As a physician, I can tell you that we doctors do routinely have end-of-life discussions with our patients. This is a necessary part of our job. But we do it when it is appropriate and indicated by the clinical situation. And we have never expected payment for this. It is part and parcel of the practice of medicine.
Medicare, however, will now incentivize health care providers to have this discussion annually, as part of an annual physical exam. Providers will get paid extra if they have this conversation. But consider the implications: When discussing such matters with an otherwise healthy and possibly youngish senior, the “directives” that health care providers will elicit may be significantly different from what they would have been if the patient was actually confronting a life and death situation. One's directives are often quite different when talking about a theoretical future versus a real situation occurring in the present.

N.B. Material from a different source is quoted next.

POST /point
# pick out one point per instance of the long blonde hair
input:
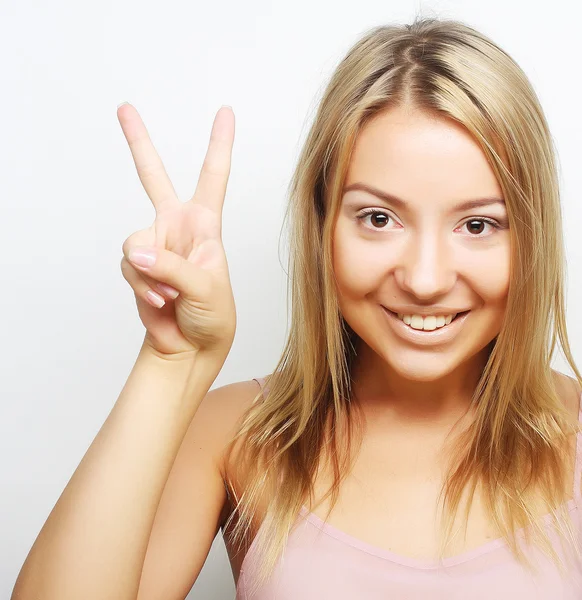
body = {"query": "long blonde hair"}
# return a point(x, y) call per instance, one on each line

After all, the future might offer technological advances that are not available at the time of the theoretical discussion, thus making a patient reach a very different decision when that future reality arrives.

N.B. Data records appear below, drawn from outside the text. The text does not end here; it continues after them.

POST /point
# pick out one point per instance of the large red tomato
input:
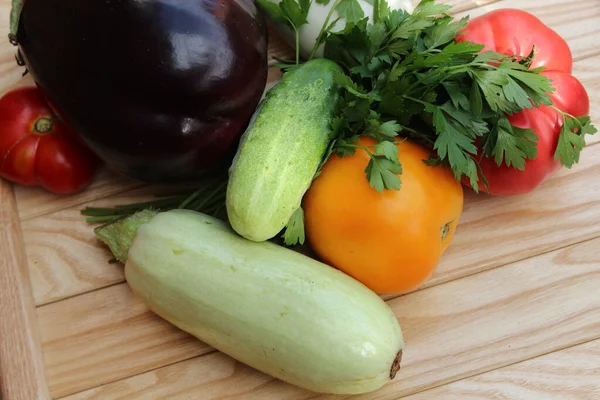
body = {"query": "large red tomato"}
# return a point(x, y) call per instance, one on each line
point(516, 32)
point(38, 149)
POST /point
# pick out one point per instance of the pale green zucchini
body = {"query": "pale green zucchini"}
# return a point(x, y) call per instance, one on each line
point(281, 150)
point(269, 307)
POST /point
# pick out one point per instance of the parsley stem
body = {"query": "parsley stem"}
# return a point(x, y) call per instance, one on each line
point(416, 100)
point(323, 29)
point(297, 47)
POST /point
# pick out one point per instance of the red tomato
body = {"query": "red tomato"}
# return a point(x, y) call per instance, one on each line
point(38, 149)
point(515, 32)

Furthermore, as typical of all Medicare regulations, there are certain requirements that must be fulfilled in terms of both the discussion and the patient directives in order for the end-of-life counseling to qualify for physician payment. And therein lies the rub. The whole idea is to get younger, healthier Medicare patients to give advanced directives that will be used at a later time to deny them care. Remember that ObamaCare cuts Medicare by $500 billion—and that doesn't even take into account the coming demographic cataclysm that awaits the program when the baby-boomers become Medicare beneficiaries.
That's why the new policy has been dubbed a "death panel" by its opponents. One can easily see the ulterior motive behind the decision to incentivize health care providers to have annual, Medicare-designed end-of-life discussions with their patients. It’s to allow for denial of care at a time when Medicare money is scarce.
Indeed, this is precisely why Congress removed the end-of-life counseling provision from the final health care bill. When the public learned of this provision, there was an outcry against it.
But now the executive branch has circumvented Congress, ignoring both the legislative text and the intent of the legislature, by enacting the very provision that Congress decided to remove. And it has done so using the regulation-writing process.
This last point should disturb anyone concerned about the integrity of our democratic republic, regardless of where one stands on the matter of health care reform or end-of-life discussions. The executive branch is enacting by regulatory fiat what the legislative branch explicitly opted not to enact. This can only lead to the tyranny of an unelected bureaucracy.
Dr. Jeffrey A. Singer is a general surgeon in private practice in the metro-Phoenix area since 1981, and is Treasurer of the U.S. Health Freedom Coalition. This column first appeared at Reason.com.
Editor’s Note: In an unexpected reversal, the Obama administration has announced that it will not implement the end-of-life planning regulations discussed in this article.